As Bob, Jeanne and Monica think about going back to college, they could be facing an issue that Monica describes when she says, “I don’t want to be `that old lady’ who finds herself in a classroom full of teenagers.”
If you are a Baby Boomer who shares that concern, we have a little advice for you. Don’t hesitate because of your age. First of all, there are plenty of adult students in the classrooms of many American colleges these days, and you will not look or feel out of place. Plus, you actually enjoy some significant advantages that aren’t shared by college students aged 18-22 . . .
- You have plenty of real-world life experience on your side. In other words, you possess the kind of maturity that few youngsters have. That translates into great learning skills. You already know how to juggle multiple priorities and tasks, how to confront stressful situations like exams, and how to listen effectively. Those abilities will help you re-enter the classroom confidently.
- You have had life experiences that can earn you college credits. The College Board offers two programs to help you do it – the Advanced Placement (AP) program and the College-Level Examination Program (CLEP).

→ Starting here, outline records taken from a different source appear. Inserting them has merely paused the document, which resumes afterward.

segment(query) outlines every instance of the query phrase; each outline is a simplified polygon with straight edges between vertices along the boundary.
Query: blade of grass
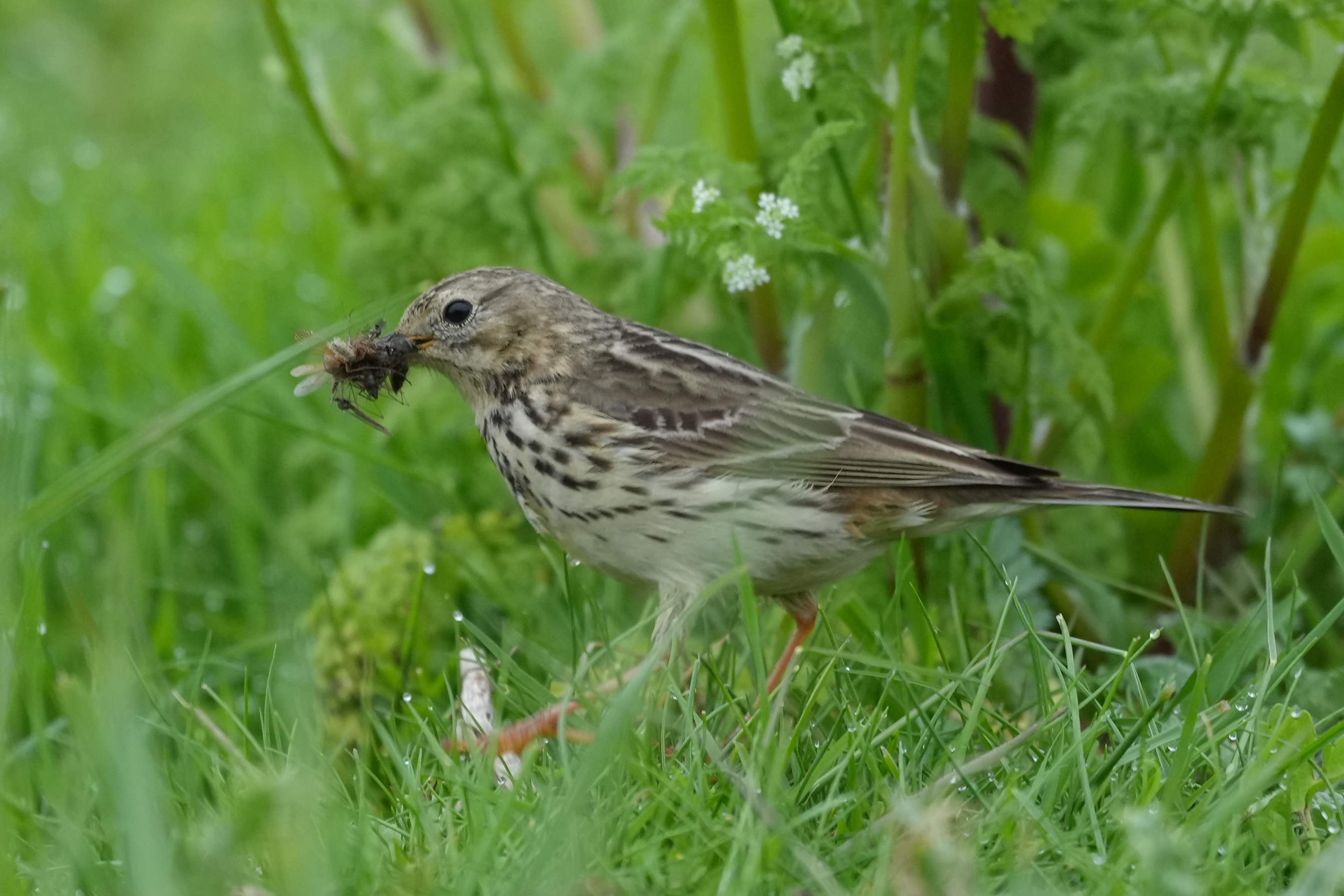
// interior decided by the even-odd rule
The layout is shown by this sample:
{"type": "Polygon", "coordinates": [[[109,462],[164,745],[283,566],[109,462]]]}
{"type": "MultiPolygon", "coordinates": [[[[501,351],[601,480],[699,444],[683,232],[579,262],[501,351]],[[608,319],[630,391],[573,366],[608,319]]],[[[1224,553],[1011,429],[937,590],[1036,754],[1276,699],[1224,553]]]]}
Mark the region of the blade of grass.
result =
{"type": "MultiPolygon", "coordinates": [[[[384,300],[368,305],[352,320],[374,320],[395,301],[384,300]]],[[[349,325],[351,321],[332,324],[302,343],[296,343],[289,348],[281,349],[270,357],[234,373],[228,379],[196,392],[172,410],[151,419],[134,433],[113,442],[94,458],[60,476],[55,482],[24,504],[17,517],[9,520],[8,525],[3,529],[5,533],[5,539],[3,540],[8,540],[15,532],[38,532],[54,520],[65,516],[95,490],[134,466],[145,454],[185,427],[219,410],[224,402],[266,375],[301,357],[305,352],[321,345],[332,336],[345,332],[349,325]]]]}

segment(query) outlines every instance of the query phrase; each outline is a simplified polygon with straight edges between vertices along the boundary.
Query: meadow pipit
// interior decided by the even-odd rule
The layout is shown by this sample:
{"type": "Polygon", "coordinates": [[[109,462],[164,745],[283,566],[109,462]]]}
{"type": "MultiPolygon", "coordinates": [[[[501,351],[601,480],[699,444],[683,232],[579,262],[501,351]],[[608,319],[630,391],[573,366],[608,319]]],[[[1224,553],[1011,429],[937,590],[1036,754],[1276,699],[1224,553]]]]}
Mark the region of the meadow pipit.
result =
{"type": "MultiPolygon", "coordinates": [[[[657,587],[660,647],[696,595],[745,563],[757,592],[798,625],[770,690],[812,630],[812,592],[903,535],[1050,505],[1228,510],[1068,482],[828,402],[513,267],[449,277],[392,333],[337,348],[327,371],[375,398],[407,367],[453,380],[532,527],[583,563],[657,587]]],[[[526,725],[517,739],[546,720],[526,725]]]]}

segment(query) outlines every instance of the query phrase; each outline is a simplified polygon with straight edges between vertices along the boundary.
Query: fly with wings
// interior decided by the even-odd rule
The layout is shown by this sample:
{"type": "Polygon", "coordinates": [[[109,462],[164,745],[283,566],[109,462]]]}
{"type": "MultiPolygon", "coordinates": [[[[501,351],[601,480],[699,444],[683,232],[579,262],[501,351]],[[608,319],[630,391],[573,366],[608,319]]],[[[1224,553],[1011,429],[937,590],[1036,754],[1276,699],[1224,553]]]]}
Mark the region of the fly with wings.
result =
{"type": "Polygon", "coordinates": [[[745,563],[757,592],[798,621],[771,689],[813,625],[812,592],[903,535],[1040,505],[1228,512],[1068,482],[817,398],[512,267],[449,277],[392,333],[341,343],[323,368],[296,373],[333,379],[348,410],[348,391],[376,398],[387,380],[398,391],[410,367],[446,375],[472,404],[538,531],[598,570],[657,587],[657,643],[700,591],[745,563]]]}

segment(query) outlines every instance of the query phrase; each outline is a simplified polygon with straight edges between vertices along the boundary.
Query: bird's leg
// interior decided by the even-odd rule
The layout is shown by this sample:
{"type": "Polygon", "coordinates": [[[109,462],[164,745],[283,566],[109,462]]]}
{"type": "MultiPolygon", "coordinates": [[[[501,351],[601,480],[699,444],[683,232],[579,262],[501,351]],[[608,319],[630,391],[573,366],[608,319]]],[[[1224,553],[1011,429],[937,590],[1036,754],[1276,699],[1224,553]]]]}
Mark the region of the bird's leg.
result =
{"type": "Polygon", "coordinates": [[[774,664],[774,672],[770,673],[770,678],[765,684],[765,692],[767,695],[774,693],[774,689],[780,686],[781,681],[784,681],[785,673],[788,673],[789,666],[793,665],[794,654],[802,647],[802,642],[808,639],[812,630],[817,627],[817,602],[809,591],[790,594],[789,596],[780,598],[778,600],[784,604],[785,611],[793,617],[793,621],[798,623],[798,627],[793,630],[793,637],[789,638],[789,645],[780,656],[780,662],[774,664]]]}

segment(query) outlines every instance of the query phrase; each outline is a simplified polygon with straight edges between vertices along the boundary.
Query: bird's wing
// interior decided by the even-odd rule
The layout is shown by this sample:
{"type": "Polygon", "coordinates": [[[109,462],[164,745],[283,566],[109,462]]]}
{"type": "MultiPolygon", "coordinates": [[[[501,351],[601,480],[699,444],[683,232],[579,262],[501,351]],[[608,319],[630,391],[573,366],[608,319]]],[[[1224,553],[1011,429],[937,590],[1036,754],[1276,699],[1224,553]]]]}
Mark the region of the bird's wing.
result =
{"type": "Polygon", "coordinates": [[[665,462],[823,488],[1027,485],[1054,470],[802,392],[731,355],[624,324],[574,396],[665,462]]]}

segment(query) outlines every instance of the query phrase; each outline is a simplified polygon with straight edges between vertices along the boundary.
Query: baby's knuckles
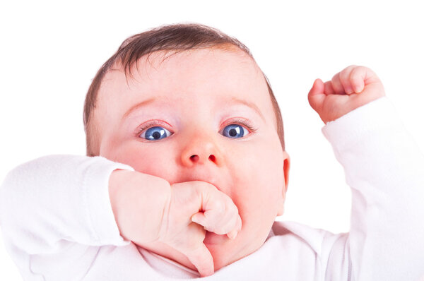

- Online courses can help you get started right now, without going through a lengthy traditional college application process. If you are a Baby Boomer, online courses were not around back when you were going to college or starting your professional life. But they are available today, and they offer an ideal and cost-effective way to jump-start your college experience. They also help you explore college majors without making a tremendous commitment of money or time – whether you are interested in going back to college to major in mathematics, psychology, healthcare, or another subject.
So Mr. or Mrs. Boomer, what is holding you back? If you are thinking of going back to college, there has never been a better time.